Is it true that if an element of a unital $C^*$-algebra is unitary and commutes with all other elements, then it is a scalar multiple of the identity?

Answer 1

Let $A$ be a unital $C^*$-algebra, and $Z(A)$ the center of $A$. Then $Z(A)$ is a $C^*$ sub-algebra of $A$ and a commutative unital $C^*$-algebra by itself. $Z(A)$ is therefore isomorphic to $C(\Delta)$ where $\Delta$ is the maximal-ideal-space/space-of-homomorphisms of $Z(A)$. $\Delta$ is a compact Hausdorff space (with the weak-* topology from the Banach-space dual of $Z(A)$.) The unitaries of $Z(A)$ correspond to functions from $\Delta$ to the unit circle $S^1 = \{z: |z|=1\}\subseteq\Bbb{C}$, and they are unitaries of $A$ as well. Since $\Delta$ is compact-Hausdorff, it is normal and by Urysohn's lemma completely normal. It follows that if $\Delta$ has more than $1$ point, there are non-constant continuous functions from $\Delta$ to $\Bbb{R}$ and therefore to $S^1$. Therefore, the unitaries of $Z(A)$ are all scalar if and only if $\Delta$ is a one-point space if and only if $Z(A) = \Bbb{C}$.

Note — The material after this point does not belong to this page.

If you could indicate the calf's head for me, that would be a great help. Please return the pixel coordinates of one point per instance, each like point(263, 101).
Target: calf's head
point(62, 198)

Obviously not every $C^*$-algebra has $Z(A)=\Bbb{C}$, but there are such. If they also happen to be von-Neumann algebras, they're called factors. For example $M_n(\Bbb{C})$ and the algebra of bounded operators on an infinite-dimensional separable Hilbert space are (type I) factors. There are also $C^*$-algebras with $Z(A)=\Bbb{C}$ that are not von-Neumann. These can be constructed for instance from ergodic actions of groups on topological spaces.

Answer 2

This is false in any C$^*$-algebra with non-trivial centre.

The simplest example is to take $u=(1,-1)$ in $\mathbb C^2$.